Congress already has approved $62 billion for the disaster, but that is expected to run out next month and require another budget-busting installment. The federal deficit was projected at $333 billion for the current year before the storm slammed into the Gulf Coast more than two weeks ago.
Some fiscal conservatives are expressing alarm at the prospect of such massive federal outlays without cutting other spending.
"It is inexcusable for the White House and Congress to not even make the effort to find at least some offsets to this new spending," said Sen. Tom Coburn, R-Okla.
Bush, who declined to try to put a price tag on the costs, expressed no worry.
"You bet it's going to cost money. But I'm confident we can handle it and I'm confident we can handle our other priorities," he said during a news conference with Russian President Vladimir Putin. "It's going to cost whatever it costs."
Bush said it's important that government quickly restore the region to give people hope, and repeated his statement from Thursday night's speech from the heart of the New Orleans' French Quarter that the federal government would cover most of the cost of rebuilding schools, bridges and other infrastructure. Asked who would pay for the work and how it would impact the nation's rising debt, Bush said "the key question is to make sure that the costs are wisely spent."
"It means we're going to have to make sure we cut unnecessary spending," he said. "It's going to mean that we maintain economic growth and we should not raise taxes."
Without being asked, Putin stepped up to respond to Republican worries that Bush was writing a blank check for hurricane recovery that would increase the debt on generations to come.

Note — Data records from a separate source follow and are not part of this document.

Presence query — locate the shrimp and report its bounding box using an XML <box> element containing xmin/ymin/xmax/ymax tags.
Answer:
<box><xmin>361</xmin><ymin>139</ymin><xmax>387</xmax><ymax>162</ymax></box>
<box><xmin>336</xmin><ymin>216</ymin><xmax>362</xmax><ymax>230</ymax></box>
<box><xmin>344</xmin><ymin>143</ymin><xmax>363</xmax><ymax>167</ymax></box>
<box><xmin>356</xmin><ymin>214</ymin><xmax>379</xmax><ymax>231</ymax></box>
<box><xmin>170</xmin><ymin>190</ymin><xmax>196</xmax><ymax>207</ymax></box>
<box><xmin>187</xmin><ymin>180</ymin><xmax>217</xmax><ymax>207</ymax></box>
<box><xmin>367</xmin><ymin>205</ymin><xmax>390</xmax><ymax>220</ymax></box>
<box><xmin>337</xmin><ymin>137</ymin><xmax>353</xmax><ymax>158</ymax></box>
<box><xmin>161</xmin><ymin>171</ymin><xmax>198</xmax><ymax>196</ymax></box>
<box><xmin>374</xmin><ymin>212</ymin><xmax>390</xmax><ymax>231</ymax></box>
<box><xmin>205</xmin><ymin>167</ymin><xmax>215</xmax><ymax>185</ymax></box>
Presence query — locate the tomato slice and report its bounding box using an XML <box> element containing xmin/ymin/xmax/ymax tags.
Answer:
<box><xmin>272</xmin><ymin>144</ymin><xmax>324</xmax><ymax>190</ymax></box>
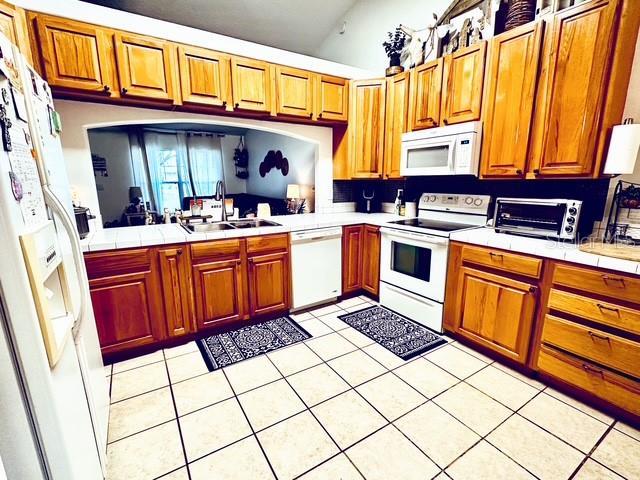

The old Soviet Union had lived by the rule that money should not be taken from the pockets of future generations, Putin said. "But we never thought about the existing, current, present generations. And at the end of the day, we have destroyed the country not thinking about the people living today."
"Therefore, of course, yes, we need to spend money," the Russian leader said. "There is no two ways about it."
Opening Friday's joint news conference with Putin, Bush thanked his guest for sending supplies to the Katrina relief effort, saying the gesture would help "lift the spirits" of hurricane victims. The Russian said that Katrina provided "serious lessons" for Russia and other countries. Putin did not specifically mention the criticism of relief efforts in the Gulf Coast.
The hurricane killed hundreds of people across five states, forced major evacuations and caused untold property damage.
Bush also said he wants Congress to consider changing the law to allow the military to step in immediately if a catastrophic disaster occurs again. "It's important for us to learn from the storm what could have been done better," he said. Under fire, the White House has accused state and city officials of not authorizing federal involvement quickly enough, although critics say the administration didn't need approval to act.